Archives | Amine Esseghir/TC Media Les techniciens de laboratoires se sont rassemblés en novembre dernier devant l'hôpital du Sacré-Cœur pour dénoncer le projet de centralisation des laboratoires d'analyses Optilab.

MONTRÉAL — Une étude sur les répercussions du projet Optilab conclut que pour les seules régions de Laurentides et de Lanaudière, les fusions de laboratoires médicaux résulteraient en des pertes d’emplois directs touchant une centaine de travailleurs dans chacune de ces deux régions.

Plus précisément, entre 113 et 127 personnes seraient touchées dans les deux laboratoires de Lanaudière et entre 133 et 176 dans les six laboratoires des Laurentides.

La recherche a été menée par l’économiste Érik Bouchard-Boulianne, qui travaille à la Centrale des syndicats du Québec (CSQ), qui représente notamment des syndiqués dans le secteur de la santé.

L’économiste a aussi calculé qu’Optilab causerait des pertes nettes de revenus de 13,4 à 16,5 millions $ pour les régions de Laurentides et Lanaudière.

«Ces gens-là qui habitent en région consomment une grande partie de leurs revenus en région. Ça implique aussi des emplois qu’on appelle induits, des emplois qui proviennent des dépenses des emplois directs. C’est le petit café du coin; c’est la quincaillerie où les gens allaient s’approvisionner en matériaux. C’est donc tout un écosystème économique qui est affecté», a expliqué M. Bouchard-Boulianne, au cours d’une entrevue avec La Presse canadienne.
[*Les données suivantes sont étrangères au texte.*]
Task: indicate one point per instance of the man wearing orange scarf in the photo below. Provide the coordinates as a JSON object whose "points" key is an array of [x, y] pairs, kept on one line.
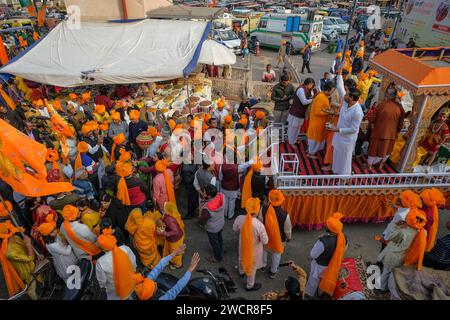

Bien que l’étude ne porte que sur les régions de Laurentides et de Lanaudière, il n’y a pas de raison de penser que ces constatations ne pourraient être appliquées à une autre région de même taille, indique l’économiste.

«Le cas qu’on a étudié, c’est celui de Laurentides et Lanaudière, mais le projet Optilab s’applique à la grandeur du Québec et il est basé sur le même principe de centralisation des activités de laboratoires. La logique et les résultats — évidemment, les chiffres changeraient — s’appliquent pour la région de la Côte-Nord, de la Gaspésie, du Bas Saint-Laurent, de la Beauce, de l’Estrie», a illustré M. Bouchard-Boulianne.

Le projet Optilab vise à centraliser les activités de laboratoires médicaux au sein de grands laboratoires serveurs, sauf pour des cas urgents. Le ministère de la Santé et des Services sociaux espère ainsi économiser des fonds qu’il réinjectera dans d’autres priorités.

Dans les régions de Laurentides et Lanaudière, les activités des huit laboratoires du territoire seraient transférées à l’hôpital Cité de la santé, à Laval.

«Les impacts économiques auraient été plus importants, n’eut été le fait que les deux régions touchées sont relativement proches géographiquement du lieu où les activités de laboratoire seront transférées. Dans plusieurs autres régions touchées par le projet Optilab, les employés de laboratoire devront inévitablement quitter la région vers le nouveau lieu de travail, entraînant des pertes nettes pour les économies régionales. Ce serait clairement le cas pour l’Abitibi-Témiscamingue, la Gaspésie, la Côte-Nord et pour plusieurs secteurs en région comme à Lac-Mégantic, à Roberval ou à Dolbeau, par exemple», a souligné M. Bouchard-Boulianne.